Website¶
The website is the main way to communicate with IceProd. It handles several different jobs:
- Human
- dataset submission
- dataset editing, other in progress actions
- viewing progress
- Computer
- running task communications
- site-to-site communications
- file downloads
- file proxying
In order to handle the many hundreds or thousands of requests it could get, the website was built on Asynchronous Programming.
Task Communication¶
Tasks communicate with the server using a json-rpc interface built into the website. For most communications, this involves talking with the database using the internal RPC.
Site-to-Site Communication¶
Communication between sites also use the json-rpc interface in the website.
Human Interaction¶
The website can modify things in the database using ajax and the json-rpc interface in the website.
Nginx¶
The website uses nginx as a front end proxy. Nginx handles all SSL certificate checking, static files, and file uploading before proxying the request to Tornado.

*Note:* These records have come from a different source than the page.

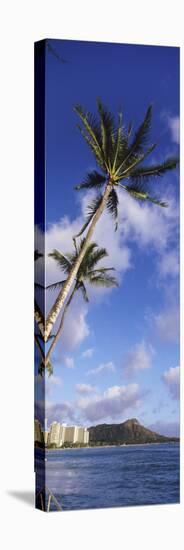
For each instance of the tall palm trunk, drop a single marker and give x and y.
(56, 308)
(55, 339)
(39, 318)
(39, 347)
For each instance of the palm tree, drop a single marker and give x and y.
(88, 272)
(121, 160)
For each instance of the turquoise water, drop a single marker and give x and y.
(114, 476)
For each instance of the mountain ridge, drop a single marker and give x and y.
(129, 431)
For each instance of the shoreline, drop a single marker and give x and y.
(110, 446)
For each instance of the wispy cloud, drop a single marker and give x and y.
(84, 389)
(171, 378)
(69, 362)
(88, 353)
(139, 358)
(174, 126)
(167, 324)
(104, 367)
(170, 429)
(111, 404)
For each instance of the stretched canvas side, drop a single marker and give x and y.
(106, 275)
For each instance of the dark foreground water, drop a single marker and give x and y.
(115, 476)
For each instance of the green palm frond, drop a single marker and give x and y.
(104, 280)
(112, 204)
(84, 291)
(147, 172)
(37, 255)
(92, 208)
(53, 286)
(93, 259)
(38, 286)
(91, 133)
(121, 144)
(61, 260)
(128, 165)
(101, 270)
(42, 368)
(93, 179)
(107, 131)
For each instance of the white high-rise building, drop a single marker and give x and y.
(83, 435)
(54, 436)
(37, 431)
(71, 434)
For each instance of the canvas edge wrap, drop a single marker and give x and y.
(39, 224)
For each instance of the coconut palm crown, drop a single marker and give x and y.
(120, 158)
(88, 270)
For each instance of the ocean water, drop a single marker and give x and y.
(113, 476)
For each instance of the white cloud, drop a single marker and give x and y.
(174, 126)
(88, 353)
(169, 264)
(62, 412)
(139, 358)
(167, 324)
(150, 227)
(69, 362)
(85, 388)
(171, 378)
(170, 429)
(76, 328)
(104, 367)
(113, 403)
(46, 384)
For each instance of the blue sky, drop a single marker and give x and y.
(119, 356)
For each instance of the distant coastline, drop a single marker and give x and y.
(107, 446)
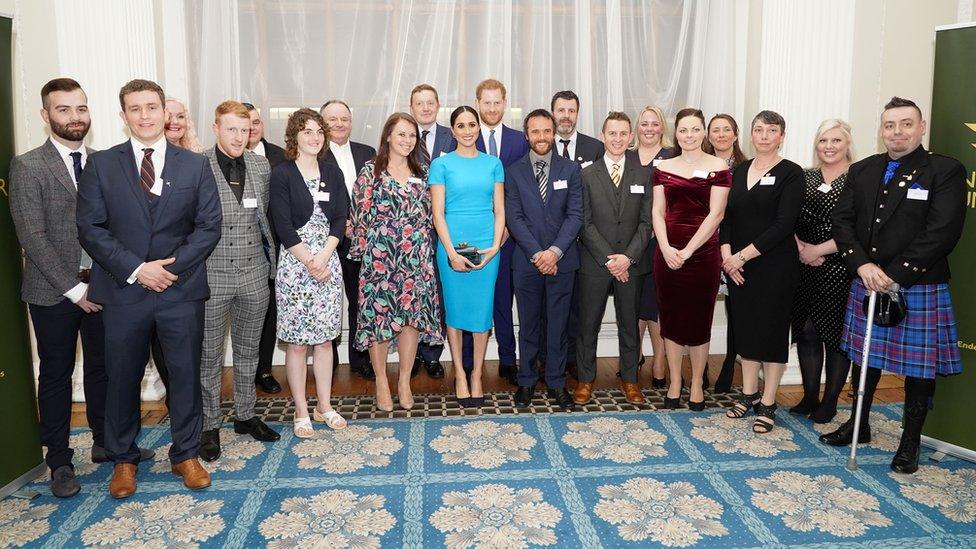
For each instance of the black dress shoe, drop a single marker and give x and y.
(268, 383)
(258, 429)
(434, 369)
(99, 455)
(209, 449)
(523, 397)
(64, 483)
(562, 398)
(845, 434)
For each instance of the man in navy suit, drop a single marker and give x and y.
(149, 215)
(544, 214)
(508, 145)
(434, 140)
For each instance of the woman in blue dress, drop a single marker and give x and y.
(468, 200)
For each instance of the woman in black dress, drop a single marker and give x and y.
(760, 258)
(651, 145)
(821, 299)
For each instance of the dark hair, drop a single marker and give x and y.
(685, 113)
(382, 159)
(737, 156)
(138, 85)
(462, 109)
(770, 117)
(897, 102)
(58, 84)
(565, 94)
(616, 115)
(538, 113)
(296, 123)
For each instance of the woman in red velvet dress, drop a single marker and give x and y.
(690, 192)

Note that Apache can also be used separately, while Nginx config is built-in.
Security¶
User Accounts¶
The default account is a username and password.
LDAP functionality can be enabled to authenticate supplied passwords against LDAP. This removes the ability to create new accounts or change passwords from IceProd, as this needs to be done on the LDAP server.
An X509 (gridftp) proxy certificate can also be linked to an account for use with datasets submitted by that user.
CSRF¶
To protect against Cross-Site Request Forgery (and other session-stealing attacks), the following schemes are used:
Headers¶
If available, the Origin or Referer headers are checked. If they are not available, JSON-RPC requests are passed while other requests are blocked.
Note
Why are JSON-RPC requests passed?
This is because JSON-RPC serves multiple purposes. Only one of them is for website requests. One other is as an API for scripts or other external entities. But the main purpose is for IceProd task and site communication. In order to not hinder these uses, the headers are left unchecked.
Note that JSON-RPC does not use the user login cookie, so it cannnot be tricked into running cross-site requests that way.
Login¶
There are two different types of login, which are treated differently.
Web Login¶
The initial web login will save a secure cookie to identify the user, but this will not in itself grant any access to JSON-RPC or secure areas. The lifetime for the login is measured in days, and is configurable.
When loading a page that needs to make JSON-RPC requests, a very limited lifetime passkey is generated (assume 15 minutes) and inserted in a hidden field in the html. This passkey is then added to JSON-RPC requests.
Secure areas like account details will require a second login before granting access.
JSON-RPC Login¶
This version directly returns the passkey necessary to execute authenticated JSON-RPC requests. It has a fairly limited lifetime and is designed to be used immediately within the same script.
Warning
Anyone with the passkey can impersonate you for the lifetime of the key. Try not to save it to file, and dispose of it when finished.